Survival following lung transplant is low compared to liver/kidney transplants. The most common causes of death are infection and chronic lung allograft dysfunction (CLAD). CLAD is often called "organ rejection". It is now understood however that this is an over-simplification. Infection can cause CLAD. Infection is far more common in transplanted lungs than in other transplanted organs because lungs are exposed to the air. It is a major reason why survival rates are lower in lung transplant patients.
Some lung transplant patients live healthily for many years without developing CLAD. Other patients seem much more likely to develop CLAD. Doctors do not know why this is. Some patients develop CLAD in response to infection, but others do not. Limited understanding of the causes of CLAD makes it very difficult to treat.

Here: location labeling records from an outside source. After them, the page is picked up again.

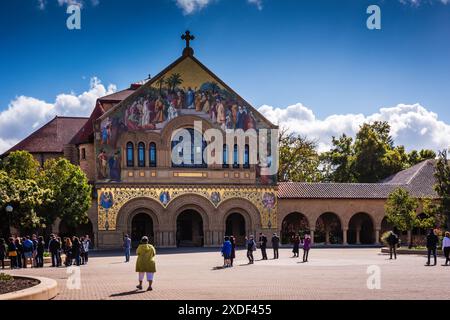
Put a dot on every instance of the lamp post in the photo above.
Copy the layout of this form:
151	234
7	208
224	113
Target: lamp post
9	211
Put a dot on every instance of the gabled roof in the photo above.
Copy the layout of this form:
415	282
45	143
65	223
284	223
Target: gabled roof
419	180
186	55
52	136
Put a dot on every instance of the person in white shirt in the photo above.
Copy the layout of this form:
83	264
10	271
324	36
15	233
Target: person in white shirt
446	247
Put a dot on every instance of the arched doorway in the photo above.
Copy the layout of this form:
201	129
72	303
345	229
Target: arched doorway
141	225
328	229
235	226
294	223
70	230
189	229
360	229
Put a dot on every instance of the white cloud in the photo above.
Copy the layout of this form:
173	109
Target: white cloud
26	114
413	126
192	6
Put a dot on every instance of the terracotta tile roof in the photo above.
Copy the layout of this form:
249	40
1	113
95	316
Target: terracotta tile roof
418	180
52	136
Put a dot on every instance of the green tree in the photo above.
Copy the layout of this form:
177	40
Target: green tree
72	194
340	160
442	186
401	211
299	160
20	165
415	157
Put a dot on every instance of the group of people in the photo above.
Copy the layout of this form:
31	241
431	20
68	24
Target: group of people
29	251
432	245
229	248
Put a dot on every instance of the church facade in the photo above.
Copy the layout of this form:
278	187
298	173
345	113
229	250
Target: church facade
146	184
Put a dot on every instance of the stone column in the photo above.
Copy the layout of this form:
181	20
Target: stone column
344	237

The immune system of the body produces immune cells. These cells can fight infection and reject transplanted organs. The original project used state-of-the-art techniques to measure over 2000 immune cell markers in blood samples and lung washings from lung transplant patients. It found important differences in how immune cells respond in patients who have CLAD or infection and those who do not. These early results strongly suggest it will be possible to predict who will develop CLAD and, importantly, identify if the cause is due to infection.
This is potentially game changing. However, these initial results need to be confirmed. An additional two years of funding will allow this to be done. The plan is then to set up a large UK multi-centre trial. This will tell us if predictive immune tests for CLAD can be developed for clinical use.
The second important finding from the original project involves a group of immune cells called B cells. B cells can produce antibodies which may damage transplanted organs. They may also protect transplanted organs. Data from the original project suggests a new and unexplored link between lung infection and CLAD and B cells. A 2-year extension to the project will allow us to explore this link in much more detail. It is hoped that this will tell us what these B cells are doing and whether their roles are protective or damaging to the lung. This could lead to new forms of treatment. There are many different drug and cell therapies that are already used to treat B cell disorders. Understanding the roles of B cells in organ rejection may allow repurposing of existing medicines. This means that treatments for other conditions might be used to help transplant patients. It is likely that lessons learned from this project will have far reaching implications for other forms of solid organ transplant and infectious diseases.